Re: What does this mean? https://elementscommunity.org/forum/index.php?topic=21253.msg273075#msg273075
« Reply #32 on: February 18, 2011, 04:21:16 am »
I'm only going to seriously comment on the rhino vs stegosaurus carving.  To me, I thought it looked like a rhino right away, with the exception of the long tail.  I wondered if there was a species of rhino that had a large tail that has since gone extinct (or still exists but is incredibly rare.)  The ornamentation over its back could be plates, but could also be a lot of things like vegetation or just other ornamentation.  So, not real convincing to me, but an interesting photo nonetheless.

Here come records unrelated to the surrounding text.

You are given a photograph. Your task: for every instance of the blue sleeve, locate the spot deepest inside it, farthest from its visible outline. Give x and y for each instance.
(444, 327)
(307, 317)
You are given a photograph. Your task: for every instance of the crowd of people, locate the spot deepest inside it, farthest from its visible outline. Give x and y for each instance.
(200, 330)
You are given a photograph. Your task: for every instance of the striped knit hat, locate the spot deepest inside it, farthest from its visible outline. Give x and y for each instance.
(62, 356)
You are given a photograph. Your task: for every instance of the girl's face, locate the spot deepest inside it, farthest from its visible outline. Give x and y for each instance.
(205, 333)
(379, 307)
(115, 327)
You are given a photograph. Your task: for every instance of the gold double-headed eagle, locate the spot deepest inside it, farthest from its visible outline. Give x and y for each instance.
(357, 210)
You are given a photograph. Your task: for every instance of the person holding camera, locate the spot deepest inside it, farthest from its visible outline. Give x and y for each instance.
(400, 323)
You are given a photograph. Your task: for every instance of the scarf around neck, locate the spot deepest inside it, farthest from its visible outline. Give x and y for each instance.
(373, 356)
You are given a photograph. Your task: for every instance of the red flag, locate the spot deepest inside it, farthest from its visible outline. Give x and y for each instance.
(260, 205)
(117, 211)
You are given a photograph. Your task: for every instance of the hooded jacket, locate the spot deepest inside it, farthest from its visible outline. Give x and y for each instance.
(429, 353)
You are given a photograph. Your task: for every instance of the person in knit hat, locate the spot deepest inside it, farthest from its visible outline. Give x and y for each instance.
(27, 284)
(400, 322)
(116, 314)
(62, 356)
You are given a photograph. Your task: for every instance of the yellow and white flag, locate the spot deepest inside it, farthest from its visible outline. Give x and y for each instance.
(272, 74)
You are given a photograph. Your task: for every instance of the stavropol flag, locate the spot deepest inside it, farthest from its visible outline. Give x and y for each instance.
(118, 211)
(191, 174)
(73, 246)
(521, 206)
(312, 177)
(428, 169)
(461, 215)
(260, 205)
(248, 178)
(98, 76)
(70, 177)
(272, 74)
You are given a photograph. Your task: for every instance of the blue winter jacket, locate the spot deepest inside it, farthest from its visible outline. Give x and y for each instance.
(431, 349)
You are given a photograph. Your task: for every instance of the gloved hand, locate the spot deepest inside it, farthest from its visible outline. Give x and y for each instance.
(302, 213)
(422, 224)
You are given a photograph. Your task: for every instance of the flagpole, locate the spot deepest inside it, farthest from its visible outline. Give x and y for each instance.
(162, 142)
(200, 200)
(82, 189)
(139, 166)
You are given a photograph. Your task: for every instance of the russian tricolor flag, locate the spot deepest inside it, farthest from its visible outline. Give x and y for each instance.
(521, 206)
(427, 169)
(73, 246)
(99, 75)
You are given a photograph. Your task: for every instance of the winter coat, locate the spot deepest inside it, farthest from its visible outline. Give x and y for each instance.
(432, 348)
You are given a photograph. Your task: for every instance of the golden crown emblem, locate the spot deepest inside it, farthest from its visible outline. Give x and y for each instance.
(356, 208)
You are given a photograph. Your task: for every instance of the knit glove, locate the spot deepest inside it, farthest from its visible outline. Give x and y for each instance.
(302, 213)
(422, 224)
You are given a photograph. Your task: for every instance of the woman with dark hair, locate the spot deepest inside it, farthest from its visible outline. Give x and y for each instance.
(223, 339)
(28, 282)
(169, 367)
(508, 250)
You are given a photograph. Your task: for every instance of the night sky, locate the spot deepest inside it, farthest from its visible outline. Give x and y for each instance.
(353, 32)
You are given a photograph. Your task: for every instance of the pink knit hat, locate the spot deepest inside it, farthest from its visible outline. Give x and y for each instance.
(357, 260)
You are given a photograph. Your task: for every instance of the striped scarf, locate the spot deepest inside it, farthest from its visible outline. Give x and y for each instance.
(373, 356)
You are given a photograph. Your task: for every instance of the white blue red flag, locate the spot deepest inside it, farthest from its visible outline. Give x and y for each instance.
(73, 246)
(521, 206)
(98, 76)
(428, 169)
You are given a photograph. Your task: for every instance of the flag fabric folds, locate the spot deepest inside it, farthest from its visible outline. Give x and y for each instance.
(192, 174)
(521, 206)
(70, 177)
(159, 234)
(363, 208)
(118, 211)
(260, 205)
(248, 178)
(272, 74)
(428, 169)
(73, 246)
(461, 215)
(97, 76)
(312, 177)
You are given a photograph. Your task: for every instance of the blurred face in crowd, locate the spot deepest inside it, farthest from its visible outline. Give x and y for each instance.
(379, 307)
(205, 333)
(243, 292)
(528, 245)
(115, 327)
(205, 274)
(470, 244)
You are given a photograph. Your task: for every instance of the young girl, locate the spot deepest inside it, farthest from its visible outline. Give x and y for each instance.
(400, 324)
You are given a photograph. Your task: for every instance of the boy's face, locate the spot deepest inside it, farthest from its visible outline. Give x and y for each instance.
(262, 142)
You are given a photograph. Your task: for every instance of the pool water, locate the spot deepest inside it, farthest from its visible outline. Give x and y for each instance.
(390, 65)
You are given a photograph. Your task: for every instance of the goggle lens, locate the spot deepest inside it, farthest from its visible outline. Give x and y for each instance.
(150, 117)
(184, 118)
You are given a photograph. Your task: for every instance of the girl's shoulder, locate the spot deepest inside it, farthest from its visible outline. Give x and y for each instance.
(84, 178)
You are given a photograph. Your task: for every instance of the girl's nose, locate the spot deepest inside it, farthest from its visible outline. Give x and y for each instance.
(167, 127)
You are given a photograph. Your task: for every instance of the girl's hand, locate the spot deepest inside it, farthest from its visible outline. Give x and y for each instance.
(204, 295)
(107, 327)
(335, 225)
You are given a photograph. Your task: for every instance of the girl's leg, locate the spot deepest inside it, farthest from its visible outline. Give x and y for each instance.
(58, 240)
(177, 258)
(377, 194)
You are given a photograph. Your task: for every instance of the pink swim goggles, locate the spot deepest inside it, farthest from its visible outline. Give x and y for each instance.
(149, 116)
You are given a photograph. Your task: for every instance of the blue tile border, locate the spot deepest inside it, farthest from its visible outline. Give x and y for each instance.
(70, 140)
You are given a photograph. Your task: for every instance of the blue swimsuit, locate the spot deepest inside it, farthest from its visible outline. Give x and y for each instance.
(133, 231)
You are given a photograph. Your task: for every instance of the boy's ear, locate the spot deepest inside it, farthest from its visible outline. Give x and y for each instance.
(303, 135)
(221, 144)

As for the rest (and now for the non-serious comments): who says the sandal prints are human?  Couldn't extraterrestrials also have worn sandals on their many excursions to our fair planet?  After all, going barefoot in the Cretaceous period was just asking for hookworm.
Bring back Holy Cow!

Daxx

  • Guest
Re: What does this mean? https://elementscommunity.org/forum/index.php?topic=21253.msg274166#msg274166
« Reply #33 on: February 19, 2011, 10:15:11 pm »
I'm really disappointed in you jmdt. I thought you'd be smarter than this.

Quote
Before anyone asks, all these artifacs have been tested to gurantee their authenticity.
By whom? Whose word are you taking for this? I ask because it's pretty easy to doubt the authenticity of most if not all of these with just some cursory research, so it looks like you're just taking some internet crank's claims at face value without bothering to try to question them.